Exercise and Diabetes: Best Bets
Blood Sugar Control May Benefit Most From Aerobic Exercise and Weight Training
Sept. 17, 2007 -- Got type 2 diabetes? Your workout may do more than trim your waistline -- it could also improve your blood sugar control.
A new Canadian study shows that people with type 2 diabetes who began exercising developed better blood sugar control, especially if they got aerobic exercise and lifted weights.
Doctors should prescribe exercise to all type 2 diabetes patients who are healthy enough to work out, states an editorial published with the study in the Annals of Internal Medicine.
(If you are living with type 2 diabetes, do you exercise regularly? Talk about it on WebMD's Diabetes Type 2 Support Group message board.)
Exercise and Diabetes
The new Canadian study on exercise and diabetes included 251 adults with type 2 diabetes.
On average, they were in their early 50s(age range: 39-70) with an obese BMI (body mass index) of 35. None was taking insulin and none was an exerciser.
First, the patients got checkups. That's always a wise thing to do before starting an exercise program, even for people who don't have diabetes.
Having been medically approved for the study, all patients got a modest amount of supervised exercise for a month, just to make sure they could stick with an exercise plan.

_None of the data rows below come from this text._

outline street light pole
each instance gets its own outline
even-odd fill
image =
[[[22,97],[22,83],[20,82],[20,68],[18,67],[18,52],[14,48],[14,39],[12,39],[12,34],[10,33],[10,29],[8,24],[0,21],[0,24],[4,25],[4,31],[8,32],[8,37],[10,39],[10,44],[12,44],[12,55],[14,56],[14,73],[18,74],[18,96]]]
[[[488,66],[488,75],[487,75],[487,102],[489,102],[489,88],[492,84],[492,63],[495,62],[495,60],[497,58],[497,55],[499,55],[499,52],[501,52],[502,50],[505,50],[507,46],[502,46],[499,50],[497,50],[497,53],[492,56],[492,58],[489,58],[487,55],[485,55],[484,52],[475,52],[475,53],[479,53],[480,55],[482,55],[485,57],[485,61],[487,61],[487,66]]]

After that first month, the researchers split participants into four groups:
- Aerobic exercise only
- Resistance training only
- Aerobic exercise and resistance training
- No assigned exercise
The exercise groups worked out three times per week at a gym (with their expenses paid by the researchers).

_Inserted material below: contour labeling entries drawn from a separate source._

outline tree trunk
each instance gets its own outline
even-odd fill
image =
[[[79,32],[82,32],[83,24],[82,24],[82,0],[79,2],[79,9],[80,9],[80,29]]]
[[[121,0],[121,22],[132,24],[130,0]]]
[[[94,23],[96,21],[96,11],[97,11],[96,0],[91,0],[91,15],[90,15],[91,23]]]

For aerobic exercise, participants used a stationary bike or treadmill, gradually lengthening their workouts from 15 minutes to 45 minutes. For resistance training, they performed seven exercises using weight machines, eventually doing two to three sets of each exercise.
Patients assigned to aerobic exercise and weight training did the full aerobic workout and the full resistance training workout, three times per week.
The researchers -- who included the University of Calgary's Ronald Sigal, MD, MPH -- didn't ask the participants to try to lose weight or to diet.
Reaping the Benefits
Participants followed their assigned workouts for 22 weeks.
All three exercise groups improved their blood sugar control based on their hemoglobin A1c level, which indicates blood sugar control over the previous two to three months.
People who got aerobic exercise and also lifted weights had the biggest improvement in hemoglobin A1c. Not surprisingly, not exercising yielded no improvements in hemoglobin A1c.
The bottom line: For the biggest benefit, get aerobic exercise and resistance training. If you can't manage both, at least do one or the other, as each is better than doing nothing.
If the benefits of exercise for type 2 diabetes patients could be captured in a pill, diabetes experts would be quick to prescribe that pill, states the editorial published with the study.
"Failing to prescribe exercise to patients with diabetes is simply unacceptable practice," write the editorialists, who included William Kraus, MD, of Duke University Medical Center.